Member of the Provincial Assembly of Sindh
- In office 13 August 2018 – 11 August 2023
- Constituency: PS-45 Sanghar-V
- In office 29 May 2013 – 28 May 2017

Personal details
- Born: 12 January 1972 (age 54) Sanghar, Sindh, Pakistan
- Party: PPP (2013-present)
- Parent: Abdul Salam Thahim

= Shahid Abdul Salam Thahim =

Pakistani politician

Shahid Abdul Salam Thahim (شاهد عبدالسلام ٿهيمborn 12 January 1972) is a Pakistani politician who had been a Member of the Provincial Assembly of Sindh, from August 2018 till August 2023 and from May 2013 to May 2018.

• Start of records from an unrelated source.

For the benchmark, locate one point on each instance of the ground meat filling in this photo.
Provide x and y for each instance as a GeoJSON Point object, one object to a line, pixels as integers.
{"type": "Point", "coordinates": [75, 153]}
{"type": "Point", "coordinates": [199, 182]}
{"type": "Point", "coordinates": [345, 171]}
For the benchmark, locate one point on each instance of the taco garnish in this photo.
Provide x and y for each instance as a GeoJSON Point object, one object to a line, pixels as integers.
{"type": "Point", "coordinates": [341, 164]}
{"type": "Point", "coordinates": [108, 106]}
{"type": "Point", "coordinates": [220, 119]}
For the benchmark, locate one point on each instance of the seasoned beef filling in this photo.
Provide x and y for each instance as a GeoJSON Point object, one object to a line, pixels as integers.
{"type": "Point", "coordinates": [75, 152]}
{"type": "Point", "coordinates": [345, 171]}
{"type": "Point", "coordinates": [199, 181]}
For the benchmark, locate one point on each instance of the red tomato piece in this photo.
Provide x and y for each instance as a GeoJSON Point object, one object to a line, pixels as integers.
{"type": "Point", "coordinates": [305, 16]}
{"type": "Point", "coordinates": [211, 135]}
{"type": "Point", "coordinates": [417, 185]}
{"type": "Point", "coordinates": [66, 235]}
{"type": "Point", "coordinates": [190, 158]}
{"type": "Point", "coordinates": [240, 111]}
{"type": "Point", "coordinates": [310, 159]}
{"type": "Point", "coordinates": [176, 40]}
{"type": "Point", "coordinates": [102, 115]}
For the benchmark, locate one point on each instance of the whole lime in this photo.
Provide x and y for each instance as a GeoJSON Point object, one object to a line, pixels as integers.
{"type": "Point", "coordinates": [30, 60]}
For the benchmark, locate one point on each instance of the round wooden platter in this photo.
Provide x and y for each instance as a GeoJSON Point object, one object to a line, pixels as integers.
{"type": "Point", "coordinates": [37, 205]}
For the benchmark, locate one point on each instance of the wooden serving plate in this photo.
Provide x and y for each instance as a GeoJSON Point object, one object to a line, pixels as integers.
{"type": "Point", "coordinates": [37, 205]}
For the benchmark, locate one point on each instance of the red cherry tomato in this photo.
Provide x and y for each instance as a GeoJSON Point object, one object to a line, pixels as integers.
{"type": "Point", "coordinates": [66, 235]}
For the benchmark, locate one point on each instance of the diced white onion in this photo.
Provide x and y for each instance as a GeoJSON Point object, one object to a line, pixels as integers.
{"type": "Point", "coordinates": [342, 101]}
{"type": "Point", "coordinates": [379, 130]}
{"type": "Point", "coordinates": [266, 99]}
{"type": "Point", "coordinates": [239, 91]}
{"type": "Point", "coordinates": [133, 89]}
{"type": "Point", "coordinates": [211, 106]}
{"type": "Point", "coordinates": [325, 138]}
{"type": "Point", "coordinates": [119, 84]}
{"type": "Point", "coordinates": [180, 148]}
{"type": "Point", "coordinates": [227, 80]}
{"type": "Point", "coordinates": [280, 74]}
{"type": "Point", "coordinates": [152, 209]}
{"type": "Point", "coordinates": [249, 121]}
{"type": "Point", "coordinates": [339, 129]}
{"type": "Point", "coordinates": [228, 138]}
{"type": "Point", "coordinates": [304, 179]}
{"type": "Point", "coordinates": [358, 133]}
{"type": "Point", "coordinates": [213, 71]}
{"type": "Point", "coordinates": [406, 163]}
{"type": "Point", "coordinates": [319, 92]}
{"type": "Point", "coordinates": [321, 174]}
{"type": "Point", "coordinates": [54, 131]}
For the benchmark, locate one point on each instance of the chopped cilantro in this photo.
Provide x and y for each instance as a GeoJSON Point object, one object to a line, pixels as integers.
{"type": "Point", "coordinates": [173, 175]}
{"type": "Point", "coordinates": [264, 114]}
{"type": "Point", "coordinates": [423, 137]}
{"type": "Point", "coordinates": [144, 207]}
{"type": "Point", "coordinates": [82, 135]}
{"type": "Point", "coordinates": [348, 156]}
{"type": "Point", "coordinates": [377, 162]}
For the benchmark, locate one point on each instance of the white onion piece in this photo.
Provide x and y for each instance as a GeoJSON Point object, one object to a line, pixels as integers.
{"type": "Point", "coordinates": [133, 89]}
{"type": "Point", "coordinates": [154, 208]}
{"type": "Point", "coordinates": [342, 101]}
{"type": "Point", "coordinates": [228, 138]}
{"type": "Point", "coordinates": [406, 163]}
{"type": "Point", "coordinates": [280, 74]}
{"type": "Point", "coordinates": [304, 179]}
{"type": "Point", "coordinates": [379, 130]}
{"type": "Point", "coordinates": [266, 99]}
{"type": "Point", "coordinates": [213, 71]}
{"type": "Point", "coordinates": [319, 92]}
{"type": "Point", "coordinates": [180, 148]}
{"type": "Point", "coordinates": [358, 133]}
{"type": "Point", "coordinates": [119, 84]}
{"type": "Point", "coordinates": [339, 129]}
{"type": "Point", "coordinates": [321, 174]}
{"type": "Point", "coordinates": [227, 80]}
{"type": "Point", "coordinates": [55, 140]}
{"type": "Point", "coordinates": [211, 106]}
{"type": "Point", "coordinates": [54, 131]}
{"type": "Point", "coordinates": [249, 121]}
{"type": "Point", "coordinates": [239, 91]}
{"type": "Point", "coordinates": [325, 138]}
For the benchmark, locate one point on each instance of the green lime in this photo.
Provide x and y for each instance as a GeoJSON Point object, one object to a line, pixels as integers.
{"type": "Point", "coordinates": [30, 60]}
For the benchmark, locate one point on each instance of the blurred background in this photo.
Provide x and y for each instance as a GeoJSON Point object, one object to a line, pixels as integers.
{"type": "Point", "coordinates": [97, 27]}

==Early life and education==
He was born on 12 January 1972.

He has a degree of Bachelor of Engineering in Civil Technology from Mehran University of Engineering and Technology and a Master of Arts from Sindh University.

==Political career==

He was elected to the Provincial Assembly of Sindh as a candidate of Pakistan Peoples Party (PPP) from Constituency PS-83 SANGHAR-VI in the 2013 Pakistani general election.

He was re-elected to Provincial Assembly of Sindh as a candidate of PPP from Constituency PS-45 (Sanghar-V) in the 2018 Pakistani general election.